Pas tous égaux face au stress post-traumatique
De même que nous ne naissons pas égaux face à la cigarette, nous ne le sommes pas non plus face au syndrome de stress post-traumatique (PTSD).A la suite d’un incident très violent, certains individus vont développer des symptômes de stress post-traumatique. D’autres, au contraire, se relèveront sans trop de mal. Pourquoi? Les scientifiques tablent sur une vulnérabilité individuelle au PTSD ou, dit autrement, une forme de «résilience génétique».

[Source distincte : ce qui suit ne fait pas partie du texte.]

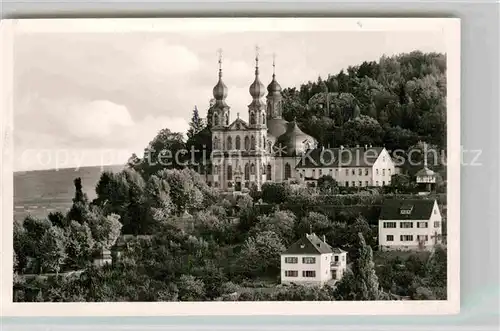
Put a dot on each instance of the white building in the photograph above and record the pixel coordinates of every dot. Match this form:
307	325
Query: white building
350	167
311	260
409	224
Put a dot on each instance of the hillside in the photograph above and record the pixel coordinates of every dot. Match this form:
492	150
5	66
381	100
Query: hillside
42	191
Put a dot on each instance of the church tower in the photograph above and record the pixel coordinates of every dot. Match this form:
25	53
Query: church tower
257	109
274	98
220	115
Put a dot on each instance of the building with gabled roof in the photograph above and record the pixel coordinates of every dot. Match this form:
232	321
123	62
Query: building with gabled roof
413	224
313	261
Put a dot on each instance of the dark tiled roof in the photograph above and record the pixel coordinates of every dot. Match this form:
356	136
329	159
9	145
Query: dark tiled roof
343	157
309	244
421	209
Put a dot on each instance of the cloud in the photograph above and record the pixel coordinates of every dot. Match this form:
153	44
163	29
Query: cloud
161	58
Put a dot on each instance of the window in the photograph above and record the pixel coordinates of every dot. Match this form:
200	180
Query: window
406	237
309	260
288	171
389	225
247	143
423	238
247	171
238	143
309	273
252	118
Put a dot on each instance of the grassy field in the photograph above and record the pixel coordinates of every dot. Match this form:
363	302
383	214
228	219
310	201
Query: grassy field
40	192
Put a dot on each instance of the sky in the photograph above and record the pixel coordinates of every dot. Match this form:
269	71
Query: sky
85	99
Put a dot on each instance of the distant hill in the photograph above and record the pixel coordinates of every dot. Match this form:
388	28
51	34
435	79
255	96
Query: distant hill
39	192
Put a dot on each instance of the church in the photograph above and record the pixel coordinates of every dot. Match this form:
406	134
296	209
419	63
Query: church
267	148
270	149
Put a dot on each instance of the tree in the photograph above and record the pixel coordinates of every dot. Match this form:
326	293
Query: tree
78	211
275	193
80	245
166	151
362	283
53	250
190	288
196	124
363	130
260	254
327	184
280	222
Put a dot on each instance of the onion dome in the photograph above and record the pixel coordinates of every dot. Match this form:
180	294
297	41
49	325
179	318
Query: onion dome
294	141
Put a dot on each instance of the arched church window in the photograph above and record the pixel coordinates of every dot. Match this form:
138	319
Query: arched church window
288	171
238	143
247	143
247	171
252	118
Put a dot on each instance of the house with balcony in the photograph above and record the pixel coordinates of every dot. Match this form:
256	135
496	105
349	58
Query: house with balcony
409	224
312	261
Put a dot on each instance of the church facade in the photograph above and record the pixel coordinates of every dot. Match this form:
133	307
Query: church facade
267	148
270	149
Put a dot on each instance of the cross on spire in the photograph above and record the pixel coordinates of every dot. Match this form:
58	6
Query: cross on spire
219	54
274	64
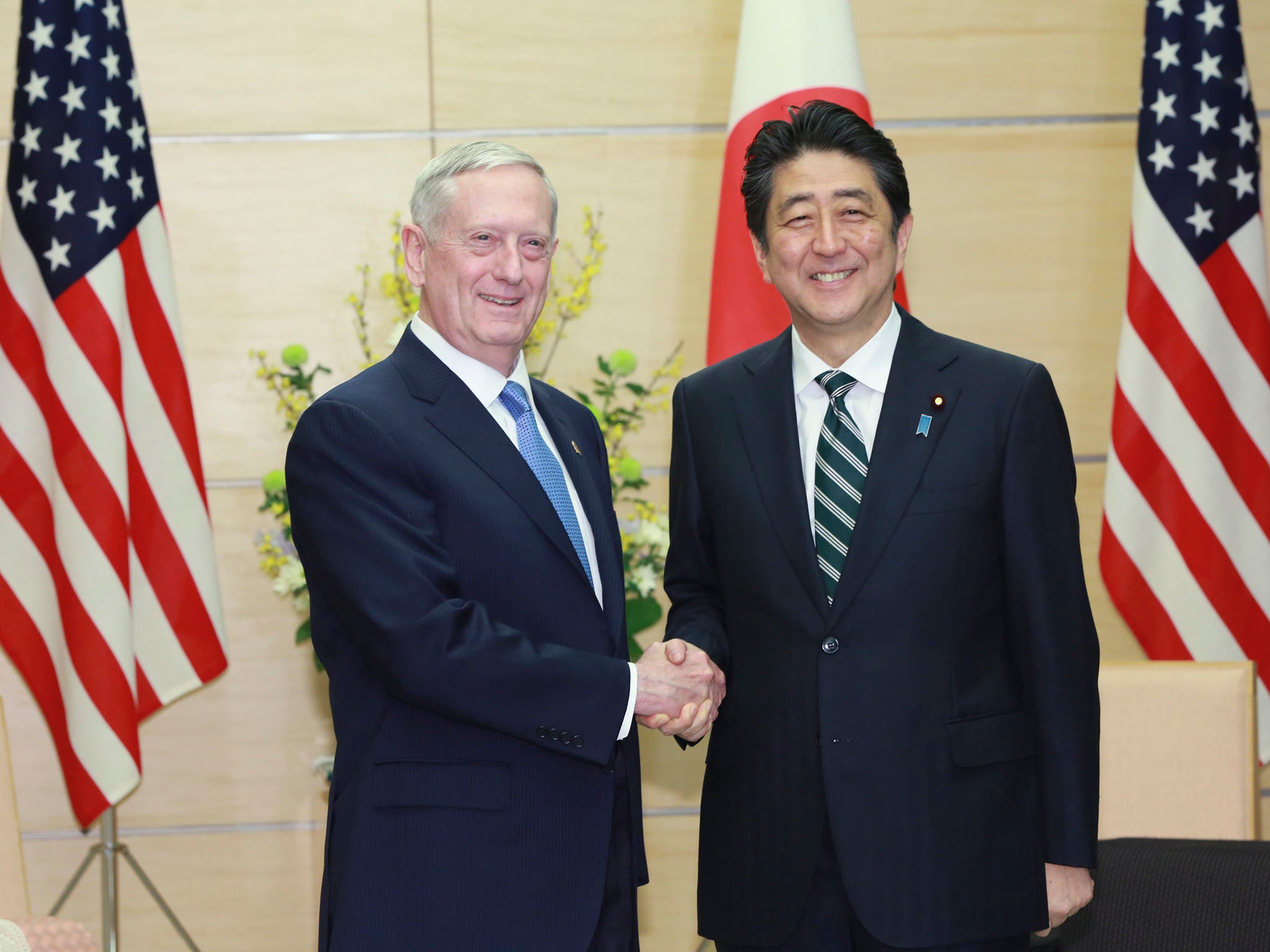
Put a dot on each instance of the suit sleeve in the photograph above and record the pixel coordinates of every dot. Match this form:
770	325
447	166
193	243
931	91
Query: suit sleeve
1049	617
368	539
691	574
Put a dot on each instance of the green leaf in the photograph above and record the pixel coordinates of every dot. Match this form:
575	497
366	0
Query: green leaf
642	612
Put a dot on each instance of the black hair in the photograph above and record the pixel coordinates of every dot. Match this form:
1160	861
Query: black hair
818	126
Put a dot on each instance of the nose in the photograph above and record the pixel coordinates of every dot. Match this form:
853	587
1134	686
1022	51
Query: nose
828	239
507	263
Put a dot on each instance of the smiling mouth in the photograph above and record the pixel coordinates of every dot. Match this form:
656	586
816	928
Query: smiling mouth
831	277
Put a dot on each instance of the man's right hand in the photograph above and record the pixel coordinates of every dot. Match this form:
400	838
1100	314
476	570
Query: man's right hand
680	690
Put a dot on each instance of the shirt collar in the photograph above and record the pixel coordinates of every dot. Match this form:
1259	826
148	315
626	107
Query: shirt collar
870	364
482	380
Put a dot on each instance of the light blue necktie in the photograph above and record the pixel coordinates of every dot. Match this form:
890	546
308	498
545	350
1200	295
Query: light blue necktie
544	464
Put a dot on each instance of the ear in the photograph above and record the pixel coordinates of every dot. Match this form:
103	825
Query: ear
414	248
906	230
761	257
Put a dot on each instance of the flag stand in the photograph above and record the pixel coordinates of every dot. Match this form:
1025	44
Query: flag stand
111	850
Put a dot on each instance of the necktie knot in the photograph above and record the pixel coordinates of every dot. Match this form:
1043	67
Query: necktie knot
515	400
836	384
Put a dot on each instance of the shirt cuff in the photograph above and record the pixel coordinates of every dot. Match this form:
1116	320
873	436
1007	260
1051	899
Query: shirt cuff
630	705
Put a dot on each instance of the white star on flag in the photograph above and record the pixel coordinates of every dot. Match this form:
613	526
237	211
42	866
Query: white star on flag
1212	17
1203	169
61	203
36	88
42	36
103	216
1161	157
1206	117
27	193
1163	107
1242	183
1202	220
1168	55
1245	130
78	47
109	164
111	113
68	150
56	255
111	61
30	141
1208	66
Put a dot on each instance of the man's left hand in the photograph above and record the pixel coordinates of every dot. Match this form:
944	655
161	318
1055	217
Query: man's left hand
1070	888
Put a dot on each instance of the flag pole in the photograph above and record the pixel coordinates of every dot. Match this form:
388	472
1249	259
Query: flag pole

Autrement dit: des facteurs génétiques empêcheraient sa survenue. Selon la généticienne Ariane Giacobino, «30% de cette vulnérabilité serait attribuable à notre ADN. Une étude faite sur les victimes de l’ouragan en Floride en 2004 a montré la présence d’une variation génétique du gène responsable du transporteur de la sérotonine chez celles qui avaient développé un PTSD». Malgré tout, il reste difficile de déterminer ce qui est inné et ce qui est acquis. Comment savoir si on est prédisposé? «Les personnalités joviales, qui prennent les choses à la légère, seraient plus résilientes», répond le psychiatre Nader Perroud. «Un état psychique fragilisé avant l’événement et la prise régulière de drogues favorisent au contraire la survenue d’un PTSD», ajoute Daniel Smaga.